Chase returned a few seconds later and drew on his hands with his fingers. A dot and a line that passed very close to it. The cracking sound got louder. Roen pulled Chase with him and they retreated into the brush. A few seconds later, a patrol of five soldiers wearing full camo gear passed through where they had just been. He immediately saw the Penetra scanner on one of the men and prayed Marco was far enough away to avoid detection.

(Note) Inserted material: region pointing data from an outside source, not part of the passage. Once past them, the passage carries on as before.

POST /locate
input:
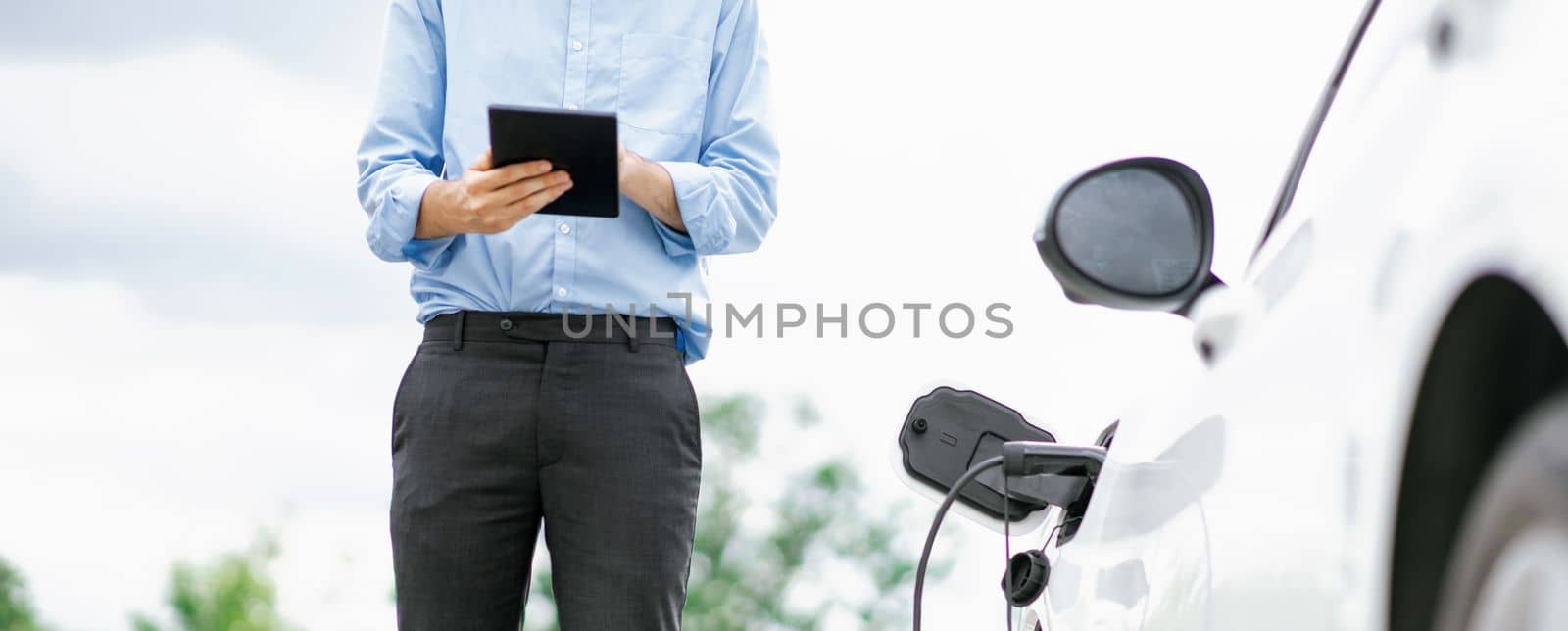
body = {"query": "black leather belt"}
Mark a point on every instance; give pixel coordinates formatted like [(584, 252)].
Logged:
[(533, 327)]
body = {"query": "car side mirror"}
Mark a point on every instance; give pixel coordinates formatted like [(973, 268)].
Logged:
[(1133, 234)]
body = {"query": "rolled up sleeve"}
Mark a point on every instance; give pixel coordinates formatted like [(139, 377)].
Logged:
[(729, 195), (400, 151)]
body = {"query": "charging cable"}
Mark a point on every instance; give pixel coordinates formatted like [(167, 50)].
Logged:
[(937, 524), (1019, 459)]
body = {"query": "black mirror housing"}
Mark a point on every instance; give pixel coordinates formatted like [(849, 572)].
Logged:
[(1131, 234)]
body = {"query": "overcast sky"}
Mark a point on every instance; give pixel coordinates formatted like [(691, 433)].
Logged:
[(201, 343)]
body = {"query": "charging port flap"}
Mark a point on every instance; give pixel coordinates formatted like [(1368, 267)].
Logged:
[(949, 430)]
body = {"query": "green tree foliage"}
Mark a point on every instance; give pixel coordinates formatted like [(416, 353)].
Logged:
[(16, 603), (232, 594), (822, 552)]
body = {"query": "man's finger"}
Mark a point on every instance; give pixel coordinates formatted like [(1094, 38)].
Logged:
[(529, 185), (483, 162), (541, 198), (506, 176)]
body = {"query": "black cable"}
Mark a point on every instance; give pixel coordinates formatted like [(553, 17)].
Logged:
[(1007, 552), (937, 524)]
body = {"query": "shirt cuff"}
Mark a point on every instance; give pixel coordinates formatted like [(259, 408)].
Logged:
[(710, 229), (392, 229)]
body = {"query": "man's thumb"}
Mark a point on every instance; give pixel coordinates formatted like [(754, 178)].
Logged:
[(483, 164)]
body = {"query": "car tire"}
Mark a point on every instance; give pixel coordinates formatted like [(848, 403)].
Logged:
[(1510, 567)]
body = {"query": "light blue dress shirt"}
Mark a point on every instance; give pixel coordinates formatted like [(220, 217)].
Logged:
[(689, 80)]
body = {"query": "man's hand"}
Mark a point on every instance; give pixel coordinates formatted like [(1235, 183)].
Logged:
[(488, 200), (651, 187)]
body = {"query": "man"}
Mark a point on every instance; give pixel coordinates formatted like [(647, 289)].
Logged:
[(507, 419)]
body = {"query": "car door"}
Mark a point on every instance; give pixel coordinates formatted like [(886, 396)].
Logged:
[(1233, 500)]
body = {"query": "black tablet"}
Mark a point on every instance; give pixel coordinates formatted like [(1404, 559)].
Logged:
[(582, 143)]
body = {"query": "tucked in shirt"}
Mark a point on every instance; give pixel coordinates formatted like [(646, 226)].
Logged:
[(689, 82)]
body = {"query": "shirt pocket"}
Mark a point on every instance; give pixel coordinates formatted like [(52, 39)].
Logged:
[(663, 83)]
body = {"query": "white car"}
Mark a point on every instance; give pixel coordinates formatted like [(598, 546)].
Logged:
[(1379, 438)]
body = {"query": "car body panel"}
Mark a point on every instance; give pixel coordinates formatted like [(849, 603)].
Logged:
[(1261, 492)]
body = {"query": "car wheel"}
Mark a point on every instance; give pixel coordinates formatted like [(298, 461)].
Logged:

Roen, being in the middle of his group, motioned to each: Elias lead. Chase two. Then he set his sights on the third in the group, trailing after them as they passed by. Time slowed. The group, walking single-file, was as relaxed as a pack of wolves on the prowl. Judging by the way they moved, they were professionals. They looked well-armored and -geared too.

Chase put his finger on the trigger and looked to him for confirmation. Roen shook his head. Their team was unarmored. In a firefight, even with surprise on their side, they would be at a disadvantage. Armor technology had far outpaced weapons technology in recent years. Even at their distance of forty meters, unless they got a head shot, these might not be killing blows.